Pero apenas se había leído la primera página cuando oyó que una voz ronca le decía desde la ventana:

—¡Hola, Anton!

En el alféizar de la ventana estaba el pequeño vampiro.

—Hola, Rüdiger —le saludó alegremente Anton.

El pequeño vampiro entró en la habitación tosiendo varias veces.

Anton se asustó. El vampiro parecía aún más pálido que de costumbre… y tenía un aspecto realmente demacrado y decaído.

¿No estaría acaso… enfermo?

El pequeño vampiro pareció haberle adivinado el pensamiento, pues le dijo:

—No te preocupes; sólo es mi estómago, mi pobre estómago vacío.

Se rió con un graznido y su risa se convirtió en una tos bronca y entrecortada.

Anton notó cómo se le ponía la carne de gallina.

—Yo…, esto, la sesión de prueba… —dijo rápidamente para desviar la conversación hacia un tema menos peliagudo—. ¡El señor Schwartenfeger me ha dado hora para el sábado!

—¿Para ti?

—No, para nosotros, naturalmente —dijo Anton—. ¿O acaso ya no quieres que vaya yo también?

—¡Sí, claro que sí! —gruñó el vampiro—. Todavía no estoy harto de vivir.
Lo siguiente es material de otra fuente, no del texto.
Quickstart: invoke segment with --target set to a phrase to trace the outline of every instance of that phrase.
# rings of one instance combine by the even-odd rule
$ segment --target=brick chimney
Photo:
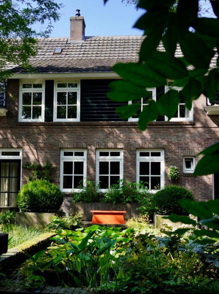
[[[70,17],[70,41],[82,41],[84,38],[85,24],[80,10],[76,10],[76,16]]]

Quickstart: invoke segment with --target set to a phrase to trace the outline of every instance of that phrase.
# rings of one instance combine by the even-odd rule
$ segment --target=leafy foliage
[[[0,80],[11,75],[6,66],[9,63],[25,69],[29,67],[28,59],[34,56],[37,36],[47,37],[52,21],[59,19],[58,11],[62,6],[52,0],[2,0],[0,2]],[[38,23],[47,23],[44,31],[32,28]]]
[[[18,206],[22,211],[52,212],[57,211],[63,201],[59,188],[47,181],[29,182],[18,194]]]
[[[184,187],[169,185],[158,191],[155,194],[152,202],[155,211],[159,214],[174,213],[181,215],[186,214],[186,210],[178,202],[181,199],[193,200],[193,197],[190,191]]]
[[[52,164],[48,161],[47,161],[45,164],[43,166],[40,163],[34,164],[27,163],[22,167],[23,168],[31,170],[33,176],[28,177],[28,179],[29,181],[40,180],[52,182],[52,179],[51,178],[51,174],[53,171],[57,169],[56,166],[53,166]]]
[[[108,97],[123,103],[137,100],[147,96],[147,88],[164,86],[167,79],[174,81],[173,86],[183,88],[179,93],[172,89],[157,102],[150,101],[139,115],[140,130],[145,130],[159,114],[166,116],[169,120],[181,101],[190,110],[192,101],[202,93],[214,101],[219,86],[218,60],[216,68],[210,69],[210,64],[215,54],[215,49],[219,48],[218,4],[217,1],[208,2],[215,14],[209,17],[202,16],[203,4],[198,0],[137,1],[137,8],[145,10],[134,26],[142,30],[145,36],[139,52],[139,62],[118,64],[113,67],[123,80],[110,84],[111,90],[108,92]],[[157,50],[161,42],[165,52]],[[183,58],[174,56],[177,44]],[[139,110],[140,105],[138,106],[137,109],[137,104],[134,107],[125,106],[118,108],[117,112],[122,118],[127,118]],[[219,171],[219,144],[208,152],[196,167],[195,175]]]

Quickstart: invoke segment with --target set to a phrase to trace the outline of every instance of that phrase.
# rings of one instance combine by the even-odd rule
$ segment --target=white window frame
[[[119,156],[100,156],[100,152],[120,152],[120,155]],[[109,154],[110,155],[110,153]],[[100,161],[118,162],[119,161],[120,164],[120,175],[119,179],[122,180],[123,178],[123,150],[121,149],[97,149],[96,150],[96,183],[98,185],[99,182],[99,163]],[[110,176],[108,175],[109,177]],[[99,189],[99,191],[100,192],[106,192],[108,189]]]
[[[156,88],[147,88],[146,90],[147,91],[151,91],[152,92],[152,99],[153,100],[154,100],[155,101],[156,101]],[[147,104],[143,104],[143,98],[142,97],[141,98],[141,112],[142,111],[143,109],[143,106],[145,105],[148,105],[148,103]],[[128,101],[128,104],[130,105],[130,104],[132,104],[132,101],[131,100],[130,100]],[[138,121],[139,120],[139,118],[138,117],[132,117],[131,116],[131,117],[129,118],[128,119],[128,121]]]
[[[64,156],[64,152],[84,152],[83,156]],[[64,176],[64,161],[74,162],[83,161],[84,162],[84,178],[83,185],[84,187],[86,186],[87,180],[87,150],[86,149],[67,148],[61,149],[60,150],[60,187],[62,192],[79,192],[81,190],[80,189],[73,188],[72,189],[64,188],[63,188],[63,178]]]
[[[186,168],[186,159],[191,158],[192,159],[192,168]],[[196,157],[195,156],[185,156],[183,158],[183,173],[193,173],[196,167]]]
[[[160,156],[140,156],[140,152],[160,152]],[[163,149],[138,149],[137,150],[136,154],[136,182],[138,184],[140,177],[140,163],[141,162],[160,162],[160,189],[164,188],[164,150]],[[149,176],[151,176],[150,174]],[[150,183],[149,183],[149,187]],[[158,190],[149,189],[152,193],[156,193]]]
[[[176,87],[175,86],[165,86],[164,87],[164,93],[166,93],[170,90],[175,90],[179,92],[181,91],[183,88],[182,87]],[[185,103],[180,103],[178,105],[178,115],[179,116],[179,105],[185,105],[185,107],[186,107]],[[188,111],[189,112],[189,117],[172,117],[169,120],[170,121],[190,121],[193,120],[193,103],[192,106],[192,108],[191,110],[189,110],[188,109]],[[168,118],[165,116],[165,121],[168,121]]]
[[[69,83],[77,83],[77,86],[75,88],[70,88],[67,87],[67,84]],[[65,83],[67,84],[66,88],[58,88],[58,83]],[[55,80],[54,81],[54,98],[53,105],[53,121],[80,121],[80,81],[79,80],[73,81],[72,80],[65,79],[62,80]],[[58,92],[62,93],[74,92],[77,93],[77,117],[73,118],[57,118],[57,96]],[[66,110],[67,105],[66,105]]]
[[[42,84],[42,88],[23,88],[22,87],[23,84]],[[41,118],[22,118],[22,105],[23,100],[23,93],[31,93],[40,92],[42,93],[42,104],[41,104]],[[29,106],[31,106],[31,109],[33,109],[33,104]],[[42,79],[21,80],[20,83],[20,91],[19,91],[19,100],[18,102],[18,121],[19,122],[43,122],[45,118],[45,81]]]
[[[15,151],[16,152],[20,152],[19,155],[2,155],[2,151],[8,152],[9,151]],[[20,179],[20,187],[21,187],[21,179],[22,179],[22,150],[19,148],[0,148],[0,159],[20,159],[21,160],[21,178]],[[7,208],[13,206],[1,206],[1,208],[7,207]]]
Pero… ¿por qué hasta el sábado nada?

—Porque… —dijo carraspeando Anton— …Es que el señor Schwartenfeger no hace ese entrenamiento en sus horas normales de consulta —le explicó entonces—. Sí, y
durante
la semana es que yo no puedo…, por mis padres y por el colegio.

—Y tus padres la mayoría de los sábados se marchan, ya lo sé —completó el vampiro—. ¿Cuándo tenemos que estar allí?

—A las nueve y media.

—¿A las nueve y media?

El pequeño vampiro volvió a toser. Cuando se le pasó la tos, dijo con una amplia sonrisa burlona:

—Bueno, a esa hora probablemente ya habré… ¡comido!… ¡Pero ahora no me queda más remedio que hacer algo por mi bienestar físico! —añadió sacudiendo las piernas como si se le hubieran quedado dormidas—. Pues hasta el sábado —dijo volviéndose hacia la ventana.

—¡Es… espera! —exclamó Anton.

—¿Qué pasa ahora?

—Para la sesión de prueba… Las gafas de sol y el aceite bronceador y la crema solar…

El pequeño vampiro se aupó hasta el poyete de la ventana.

—Te dejo que te encargues tú de ello —dijo con altanería—. ¡Para estas cosas tengo plena confianza en ti!